CEM will add the following variables to the active dataset:
cem.strata: the stratum to which each unit was assigned by CEM
cem.matched: whether or not each unit was matched
cem.weights: weights for each unit based on the matching (to be passed to regressions, etc)
Note that if these variables are already present in the data, CEM will overwrite them.
To find the estimated average treatment effect of the job training program, simply run a weighted least squares regression with
re78 as the dependent variable and
treated as the independent variable, with
cem.weights as the weights. Here is the syntax:
REGRESSION /MISSING LISTWISE /REGWGT=cem.weights /STATISTICS COEFF OUTS R ANOVA /CRITERIA=PIN(.05) POUT(.10) /NOORIGIN /DEPENDENT re78 /METHOD=ENTER treated.

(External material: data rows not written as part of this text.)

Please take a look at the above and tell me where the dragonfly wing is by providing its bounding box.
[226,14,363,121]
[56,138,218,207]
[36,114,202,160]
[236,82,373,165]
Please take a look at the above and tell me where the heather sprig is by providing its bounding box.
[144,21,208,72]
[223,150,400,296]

This, of course, can be accessed by the menus as well.
No Imbalance Calculations
On extremely large datasets, it can take quite some time to calculate the imbalance measures used by CEM. To perform matching without calculating the imbalance, simply use the
/OPTIONS NOIMBAL command.
To run CEM with k-to-k matching, simply check the box in the dialog menu, or use the follow syntax:
CEM TREATMENT=treated VARIABLES=education black nodegree married re74 /OPTIONS K2K
This will produce a matched sample that has equal numbers of treated and control units in each stratum.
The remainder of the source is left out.